Someone at one of the middle tables says aww.
“No, you don’t understand.” Sinclair holds up a hand. “This woman is terrified of decent-sized waves. One day this summer I watched her scream all the way back to the shore. She was still out there on Emerson’s board with him.”
Warm applause. Daphne leans in and kisses Emerson’s cheek. I use the pause to look out over the tables.
Finn stands at the entrance to the gallery.
My heart stops.
He came.
Anger stomps down on that thought like a pointed high heel. How dare he come here? How dare he show up like nothing happened? Like we’re something to each other?
We’re not. We’re nothing.
He wears a tux that looks incredible on him. It emphasizes his broad shoulders and his lean hips. A few women notice him, too. It’s hard not to. It’s like a young Brad Pitt just walked into the room. Even silent he radiates a presence. He inclines his head at me, a tacit greeting.
I’m the first to look away.
Sinclair continues his speech. “Look. Love is scary as hell. I’m proud of you, Em, for having the courage to love Daphne more than you’ve ever loved anything else. And Daphne, I think you’d agree with me that Emerson deserves the world. So congratulations on being absolutely everything to him.” He raises his champagne glass. “To love and bravery.”
Daphne has tears of joy in her eyes.
I have tears in my eyes, too. Sinclair’s speech moved me to pissed-off, heartbroken tears that I won’t let fall. Not in front of Finn freaking Hughes.
I can feel his eyes on me as I watch Daphne dab at her eyes with a tissue, laughing at the same time. As Emerson leans in to kiss her, not seeming to care about the five hundred guests. As another happily ever after begins right in front of me while my heart breaks again.
2
FINN
I didn’t come here to get sucker-punched by a wedding toast.
I probably deserve it. It feels wrong and intrusive to be here. Eva and I agreed to fake a relationship, but showing up at her sister’s wedding reception strikes me as dishonest given that I was supposed to be her plus one. And given the way I spoke to her.
It’s over, sweetheart.
I’d made up my mind not to come; then at the last minute I got dressed and drove here.
I feel like an asshole, looking at Eva. And I also feel like I’ve come home. Like I can finally breathe again now that I’m in the same room. Five hundred people have taken over a section of the Met. She’s across the room. It’s still better than being without her.
Eva faces forward, not looking at me. Her brothers are getting up to make speeches. Leo gets choked up in the middle of his and abandons the entire thing. He finishes by handing Emerson an envelope and giving a toast to art.
Carter takes the microphone from Leo and pats his shoulder. “We’re all going to forget what we’ve just seen,” he intones, and then he tells a story about how Daphne started out sketching and drawing and painting everything she could see or imagine. He’d study science, and she’d study the world. It took her years of careful study to find her true obsession, but she never gave up. “And now you found him,” Carter says. “I always knew you would.”

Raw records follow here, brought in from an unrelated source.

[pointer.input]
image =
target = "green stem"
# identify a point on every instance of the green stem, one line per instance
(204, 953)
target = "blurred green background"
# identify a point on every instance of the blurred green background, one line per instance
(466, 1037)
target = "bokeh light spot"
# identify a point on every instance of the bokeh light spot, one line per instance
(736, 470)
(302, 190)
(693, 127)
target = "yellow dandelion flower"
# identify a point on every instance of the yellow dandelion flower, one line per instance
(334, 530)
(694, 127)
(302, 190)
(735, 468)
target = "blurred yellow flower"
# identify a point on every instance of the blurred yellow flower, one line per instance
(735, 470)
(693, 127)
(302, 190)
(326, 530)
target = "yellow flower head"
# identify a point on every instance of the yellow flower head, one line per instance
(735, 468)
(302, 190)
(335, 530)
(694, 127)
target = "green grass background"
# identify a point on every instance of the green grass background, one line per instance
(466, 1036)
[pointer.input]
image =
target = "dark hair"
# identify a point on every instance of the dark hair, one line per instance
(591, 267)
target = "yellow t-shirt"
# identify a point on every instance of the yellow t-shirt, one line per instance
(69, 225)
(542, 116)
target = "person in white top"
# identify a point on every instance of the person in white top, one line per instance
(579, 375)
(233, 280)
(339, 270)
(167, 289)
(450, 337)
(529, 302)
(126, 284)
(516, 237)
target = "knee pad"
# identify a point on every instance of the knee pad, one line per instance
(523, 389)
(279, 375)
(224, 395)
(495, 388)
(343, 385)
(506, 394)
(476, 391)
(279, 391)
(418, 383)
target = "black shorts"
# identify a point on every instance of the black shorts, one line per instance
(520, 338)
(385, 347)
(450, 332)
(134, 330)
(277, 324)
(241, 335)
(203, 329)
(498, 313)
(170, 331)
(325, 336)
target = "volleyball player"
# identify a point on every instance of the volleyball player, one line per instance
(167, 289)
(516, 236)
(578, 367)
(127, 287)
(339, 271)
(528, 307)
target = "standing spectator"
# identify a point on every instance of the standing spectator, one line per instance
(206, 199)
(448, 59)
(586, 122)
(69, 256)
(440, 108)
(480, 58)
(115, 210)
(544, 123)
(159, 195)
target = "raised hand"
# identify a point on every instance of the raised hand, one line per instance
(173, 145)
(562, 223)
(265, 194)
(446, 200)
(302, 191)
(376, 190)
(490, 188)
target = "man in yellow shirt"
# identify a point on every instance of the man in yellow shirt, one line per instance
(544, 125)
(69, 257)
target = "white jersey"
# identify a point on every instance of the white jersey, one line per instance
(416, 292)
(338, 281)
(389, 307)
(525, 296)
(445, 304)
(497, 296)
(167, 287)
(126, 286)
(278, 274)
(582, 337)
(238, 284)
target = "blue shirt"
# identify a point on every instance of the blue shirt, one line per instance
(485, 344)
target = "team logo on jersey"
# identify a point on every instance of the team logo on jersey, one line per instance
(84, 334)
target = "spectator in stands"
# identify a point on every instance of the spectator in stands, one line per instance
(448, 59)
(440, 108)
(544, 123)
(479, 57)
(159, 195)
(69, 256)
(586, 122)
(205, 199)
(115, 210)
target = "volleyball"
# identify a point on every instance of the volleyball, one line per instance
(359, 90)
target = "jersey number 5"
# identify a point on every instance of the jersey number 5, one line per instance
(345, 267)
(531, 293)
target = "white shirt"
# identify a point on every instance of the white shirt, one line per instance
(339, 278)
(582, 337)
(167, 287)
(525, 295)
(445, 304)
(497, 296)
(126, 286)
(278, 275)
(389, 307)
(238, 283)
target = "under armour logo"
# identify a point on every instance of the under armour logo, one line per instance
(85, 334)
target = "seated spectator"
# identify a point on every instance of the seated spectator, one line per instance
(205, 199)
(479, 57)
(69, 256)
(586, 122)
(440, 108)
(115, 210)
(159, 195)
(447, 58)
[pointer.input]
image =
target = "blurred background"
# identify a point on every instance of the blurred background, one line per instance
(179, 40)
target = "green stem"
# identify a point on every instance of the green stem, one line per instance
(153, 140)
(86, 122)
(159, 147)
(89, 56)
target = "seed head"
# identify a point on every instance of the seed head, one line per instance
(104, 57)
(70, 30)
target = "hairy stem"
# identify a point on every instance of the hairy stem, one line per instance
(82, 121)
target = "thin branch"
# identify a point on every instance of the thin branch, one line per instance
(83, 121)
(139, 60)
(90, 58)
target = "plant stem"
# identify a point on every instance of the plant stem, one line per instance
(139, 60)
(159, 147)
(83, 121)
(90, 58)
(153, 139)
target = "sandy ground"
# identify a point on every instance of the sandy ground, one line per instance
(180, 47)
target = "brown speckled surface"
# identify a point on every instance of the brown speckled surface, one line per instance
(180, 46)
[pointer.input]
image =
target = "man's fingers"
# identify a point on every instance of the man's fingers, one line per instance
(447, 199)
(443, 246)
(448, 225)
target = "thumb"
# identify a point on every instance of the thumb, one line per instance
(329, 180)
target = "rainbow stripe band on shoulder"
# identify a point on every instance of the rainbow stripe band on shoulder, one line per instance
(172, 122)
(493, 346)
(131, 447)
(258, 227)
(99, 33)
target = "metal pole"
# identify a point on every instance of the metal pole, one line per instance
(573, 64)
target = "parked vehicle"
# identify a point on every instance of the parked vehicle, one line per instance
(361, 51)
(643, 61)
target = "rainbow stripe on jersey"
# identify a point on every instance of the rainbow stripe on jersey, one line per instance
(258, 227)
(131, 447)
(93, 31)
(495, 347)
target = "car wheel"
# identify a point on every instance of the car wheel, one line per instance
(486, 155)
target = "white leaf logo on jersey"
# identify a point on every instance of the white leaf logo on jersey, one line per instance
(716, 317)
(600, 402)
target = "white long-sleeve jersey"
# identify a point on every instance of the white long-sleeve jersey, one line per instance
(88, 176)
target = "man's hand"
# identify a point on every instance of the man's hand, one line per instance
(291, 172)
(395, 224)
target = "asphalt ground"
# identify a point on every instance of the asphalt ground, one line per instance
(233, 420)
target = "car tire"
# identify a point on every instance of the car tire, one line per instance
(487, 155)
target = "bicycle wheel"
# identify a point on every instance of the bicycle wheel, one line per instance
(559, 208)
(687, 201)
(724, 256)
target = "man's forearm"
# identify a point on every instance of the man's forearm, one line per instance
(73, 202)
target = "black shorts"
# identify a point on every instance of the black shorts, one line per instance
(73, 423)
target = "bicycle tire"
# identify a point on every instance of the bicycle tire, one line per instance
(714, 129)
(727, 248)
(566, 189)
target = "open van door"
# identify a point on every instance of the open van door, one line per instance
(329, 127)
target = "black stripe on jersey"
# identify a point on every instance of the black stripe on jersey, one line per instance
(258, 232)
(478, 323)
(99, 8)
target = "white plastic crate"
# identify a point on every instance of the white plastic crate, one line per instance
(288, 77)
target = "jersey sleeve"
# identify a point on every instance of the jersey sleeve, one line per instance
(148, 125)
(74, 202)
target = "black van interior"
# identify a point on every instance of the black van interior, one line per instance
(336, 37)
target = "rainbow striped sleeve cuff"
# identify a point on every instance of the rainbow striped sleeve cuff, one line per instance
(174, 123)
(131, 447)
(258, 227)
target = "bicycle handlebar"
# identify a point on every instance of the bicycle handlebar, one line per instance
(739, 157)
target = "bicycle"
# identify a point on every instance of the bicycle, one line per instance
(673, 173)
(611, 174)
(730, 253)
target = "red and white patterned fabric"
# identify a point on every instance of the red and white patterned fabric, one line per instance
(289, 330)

Frankly, it’s awful. The little hints of their family life make me feel closer to Eva and miles away. I want her so much that it hurts.
For sex purposes, obviously. And also for this life that she has. Her family is overbearing and dysfunctional and intense. Sometimes I think they need to learn some goddamn boundaries. But they belong to Eva, and she’s part of them, too. I want to be by her side when she’s in the thick of it.

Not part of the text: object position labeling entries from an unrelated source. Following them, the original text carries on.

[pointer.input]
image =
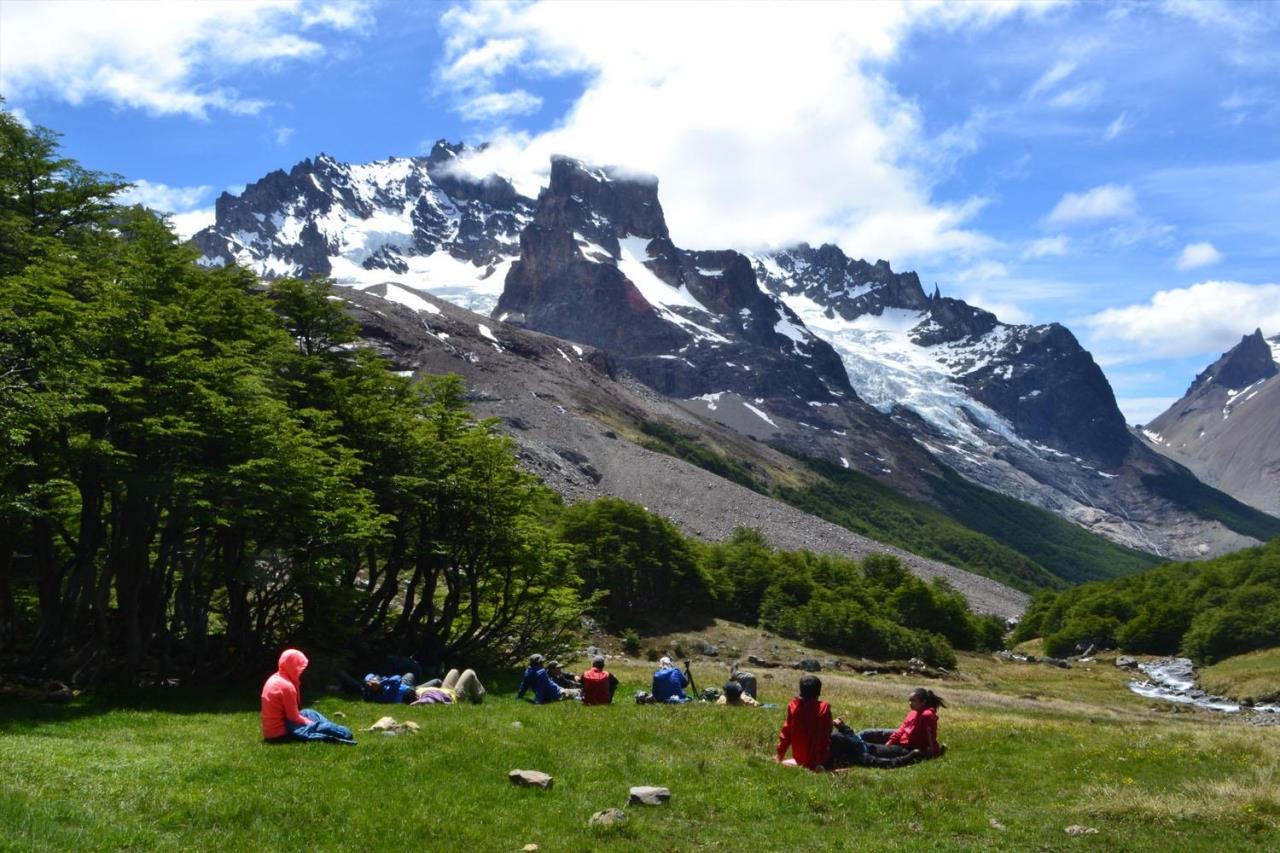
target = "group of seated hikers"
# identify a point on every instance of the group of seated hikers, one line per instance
(814, 739)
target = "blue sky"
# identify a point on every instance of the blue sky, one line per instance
(1114, 167)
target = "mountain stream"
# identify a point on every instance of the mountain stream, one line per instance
(1173, 679)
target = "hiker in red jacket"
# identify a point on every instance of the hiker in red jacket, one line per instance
(598, 683)
(808, 728)
(918, 733)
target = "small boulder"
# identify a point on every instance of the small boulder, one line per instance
(1075, 829)
(530, 778)
(648, 796)
(608, 817)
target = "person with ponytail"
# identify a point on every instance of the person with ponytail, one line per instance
(918, 733)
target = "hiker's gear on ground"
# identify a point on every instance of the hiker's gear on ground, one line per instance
(280, 696)
(668, 684)
(807, 733)
(598, 687)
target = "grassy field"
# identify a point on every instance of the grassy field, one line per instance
(1255, 675)
(1032, 749)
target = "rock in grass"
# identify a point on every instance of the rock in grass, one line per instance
(530, 778)
(649, 796)
(608, 817)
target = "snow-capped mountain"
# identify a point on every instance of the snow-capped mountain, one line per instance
(1226, 427)
(1020, 409)
(415, 220)
(805, 349)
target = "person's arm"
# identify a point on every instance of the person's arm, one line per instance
(785, 737)
(904, 731)
(288, 697)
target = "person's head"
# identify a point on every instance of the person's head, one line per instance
(923, 698)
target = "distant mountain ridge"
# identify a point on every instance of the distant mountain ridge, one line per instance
(1226, 427)
(828, 356)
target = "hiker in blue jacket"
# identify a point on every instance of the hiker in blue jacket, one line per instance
(670, 683)
(387, 688)
(530, 679)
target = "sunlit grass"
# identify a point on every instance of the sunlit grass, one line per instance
(179, 770)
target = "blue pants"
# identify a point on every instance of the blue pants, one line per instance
(319, 729)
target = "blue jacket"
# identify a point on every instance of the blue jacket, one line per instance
(529, 682)
(668, 685)
(545, 689)
(393, 689)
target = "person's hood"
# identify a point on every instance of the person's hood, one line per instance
(292, 662)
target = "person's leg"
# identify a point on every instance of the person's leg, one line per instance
(469, 685)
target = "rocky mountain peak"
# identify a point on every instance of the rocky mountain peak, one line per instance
(1247, 363)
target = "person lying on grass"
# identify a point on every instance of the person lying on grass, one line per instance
(807, 730)
(282, 720)
(918, 733)
(670, 683)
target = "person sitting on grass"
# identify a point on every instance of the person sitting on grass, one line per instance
(387, 688)
(918, 733)
(670, 683)
(530, 678)
(735, 694)
(282, 720)
(807, 730)
(598, 684)
(547, 689)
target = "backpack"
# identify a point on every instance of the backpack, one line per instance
(595, 687)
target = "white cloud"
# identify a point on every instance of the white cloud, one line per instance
(1107, 201)
(1077, 96)
(163, 197)
(186, 224)
(1205, 318)
(1198, 255)
(494, 104)
(1120, 124)
(1060, 71)
(1143, 410)
(1046, 247)
(767, 123)
(159, 56)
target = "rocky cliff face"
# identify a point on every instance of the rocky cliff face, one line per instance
(1020, 409)
(415, 220)
(1226, 427)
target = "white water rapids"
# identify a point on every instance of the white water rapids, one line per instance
(1174, 680)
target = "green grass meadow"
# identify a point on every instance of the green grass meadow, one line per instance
(1032, 751)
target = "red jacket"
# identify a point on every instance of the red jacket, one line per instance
(280, 694)
(808, 733)
(918, 731)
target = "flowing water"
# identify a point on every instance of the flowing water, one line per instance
(1174, 680)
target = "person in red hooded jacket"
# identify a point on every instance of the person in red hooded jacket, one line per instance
(282, 719)
(807, 730)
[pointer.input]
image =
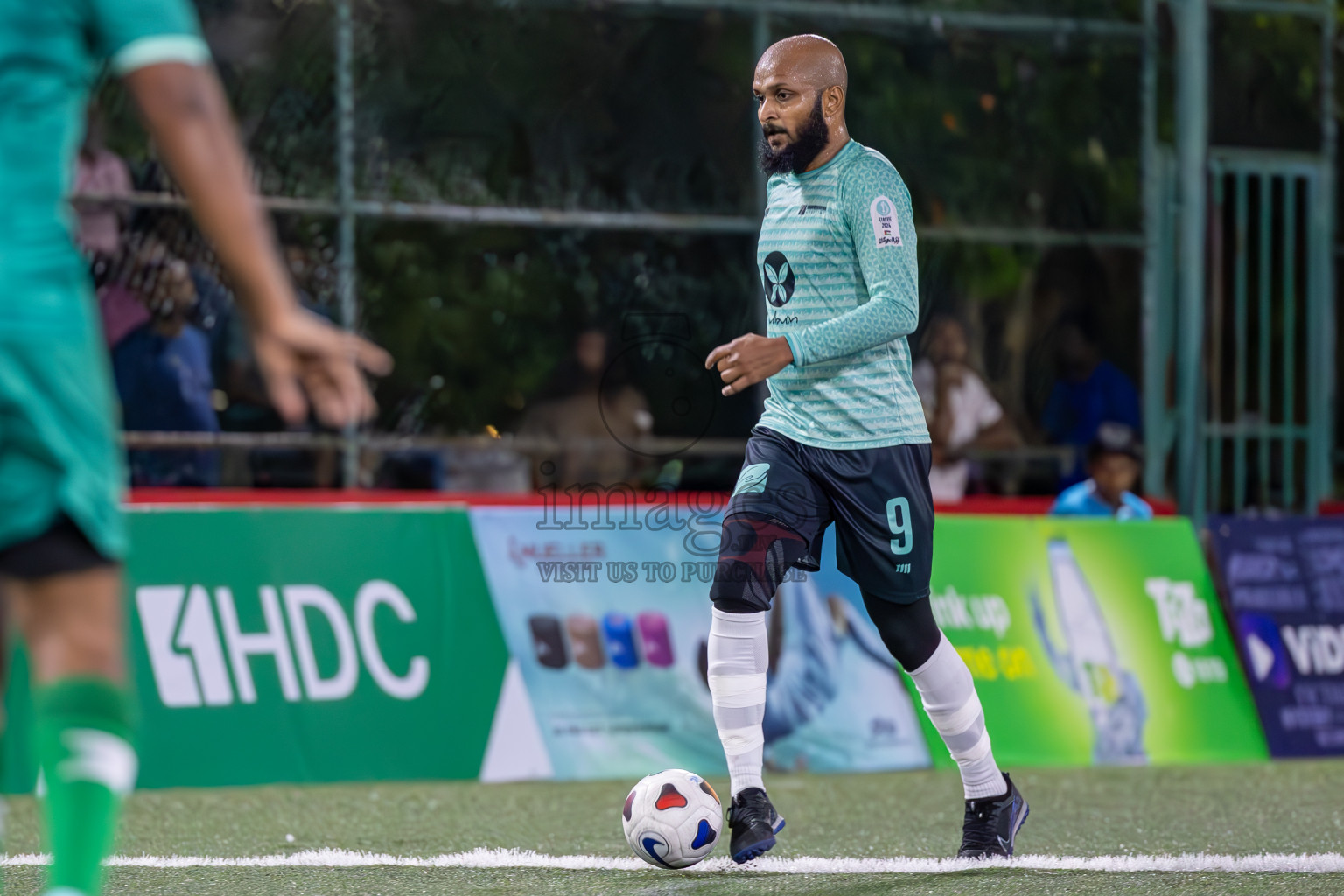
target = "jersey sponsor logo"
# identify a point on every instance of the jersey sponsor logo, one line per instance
(752, 479)
(883, 213)
(777, 278)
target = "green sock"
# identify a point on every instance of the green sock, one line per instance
(82, 731)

I won’t abandon you. No matter what.
That’s what she said to me. And what did I do? I broke up with her. Threw her out.
Daphne and Emerson rise from their table.
It’s time for cake.
I hang back until they’ve cut a slim piece from a cake subtly designed with an ocean theme. Even at a distance, I know Eva had something to do with it. Ivory fondant gives the impression of light coming through water. A spray of edible pearls curves down one side.